Büyü etiketine sahip kayıtlar gösteriliyor. Tüm kayıtları göster
Büyü etiketine sahip kayıtlar gösteriliyor. Tüm kayıtları göster

12 Haziran 2019 Çarşamba

Bencillik büyücülüğün başlangıcıdır

Derslerinden daima çok kıymetli şeyler öğrendiğim Ebubekir Sifil Hoca'nın bir keresinde 'tevekkül' bahsi içinde yeralan 'büyü' temalı bir hadis-i şerifi 'tevekkülsüzlük ve büyü arasındaki ilişki' ile anlamlandırdığını dinlemiştim. (Hocanın internette Riyazü's-Salihîn ve Mişkatü'l-Mesabih'ten başka hadis dersini takip etmediğime göre bu ikisinden birisinde olmalı o bahis.) O zamanlar tastamam kavrayamadığım bu meseleye daha sonraları kendimce bir miktar daha kafa yordum. En nihayet şöyle bir neticeye vardım: İnsan âlemin uyumunu ıskalarsa, daha doğrusu 'takdir edilen herşeyin tevhid uyumunun bir parçası olduğunu' göremezse, kendi parçası merkezinde evreni yeniden dizayn etmeye çalışıyor.

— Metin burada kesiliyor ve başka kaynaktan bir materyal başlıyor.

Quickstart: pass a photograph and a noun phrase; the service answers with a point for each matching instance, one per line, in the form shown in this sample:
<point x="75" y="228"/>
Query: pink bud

Bencilin çevresine verdiği zarar da buradan doğuyor. Bencil insan olanları 'kaderde takdir edildiği şekliyle' kabullenemiyor. Kendi menfaatlerinin odakta olduğu, unutulmadığı, eksik bırakılmadığı, hatta özellikle gözetildiği bir düzende herşeyin yeniden şekillenmesini arzu ediyor. Hatta aksinin vukû bulmasını haksızlık addediyor. Bu da eşiti olan diğer parçalara karşı zalimleşmesine sebebiyet veriyor. (Günümüz teknolojisinin tabiata verdiği zarar da böyle değerlendirilebilir mi?)

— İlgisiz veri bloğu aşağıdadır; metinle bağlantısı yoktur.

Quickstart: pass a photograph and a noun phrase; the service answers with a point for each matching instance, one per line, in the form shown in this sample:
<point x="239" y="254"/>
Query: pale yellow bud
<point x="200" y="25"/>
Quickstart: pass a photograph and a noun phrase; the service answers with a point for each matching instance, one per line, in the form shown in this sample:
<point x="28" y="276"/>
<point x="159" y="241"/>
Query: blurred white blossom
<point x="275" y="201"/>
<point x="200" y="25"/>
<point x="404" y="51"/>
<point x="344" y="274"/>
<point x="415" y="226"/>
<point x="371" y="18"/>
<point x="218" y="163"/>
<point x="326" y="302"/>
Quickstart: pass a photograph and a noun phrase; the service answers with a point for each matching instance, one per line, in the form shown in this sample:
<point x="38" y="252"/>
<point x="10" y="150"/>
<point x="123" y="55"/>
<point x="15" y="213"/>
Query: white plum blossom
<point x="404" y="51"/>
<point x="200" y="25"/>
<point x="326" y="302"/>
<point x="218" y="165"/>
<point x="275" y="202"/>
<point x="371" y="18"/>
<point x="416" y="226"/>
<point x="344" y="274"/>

Tevekkül, işte tam bu noktada, bir parça da 'kainatın tevhidî uyumuna karşı duyulan güveni' ifade ediyor. Yani mütevekkil insan herşeyin muradına göre gerçekleşmesi gerekmediğini kabulleniyor. Varlığın merkezinden isteklerini çekip Allah'ın takdirini oraya koyuyor. Diğer bir ifadeyle: Zaten orada olanı oraya koyuyor. Evrende değil kendi içinde yapıyor düzenlemeyi. Değişmesi gerekeni kendisi olarak görüyor. Bu nedenle arzusu hilafına gerçekleşirse bazı şeyler onlarla savaşmıyor. "Allah'ın takdiri buymuş!" deyip kaderiyle barışıyor. Uyumun parçası oluyor. Uyumla yaşamayı seçiyor. Uymayı seçiyor. Varlığa içinde tevekkül tevekkül yeşerttiği bir hudabinlikle bakıyor. Çabalıyor ama çabalarının sonuçsuzluğuyla da bahtına küsmüyor.

Büyüde ise tam tersi bir durum var: Büyü yapan bencilliğinden kurtulmuş değil. Arzusunun evrenle uyumunu arıyor değil. Tevhidî bütünlüğün parçası olmayı kabullenebiliyor değil. Ya? Menfaati ekseninde herşeyin şekillenmesi arzusunda. "(…) gülmeyi ağlamak, terhisâtı soymak ve talan etmek tevehhüm ediyor." Nasıl? Sevdiği adama/kıza meşru yollardan kavuşamıyor mesela. Doğru olan takdir-i Huda'yı kabullenip kadere tevekkül etmekken o başaramıyor. Teslim olmak yerine teslim almayı deniyor. Kendisi günaha girdiği gibi sevdiğine de zarar veriyor. Büyülediği ne kendisine ne de başkasına gönül huzuruyla yâr olabiliyor.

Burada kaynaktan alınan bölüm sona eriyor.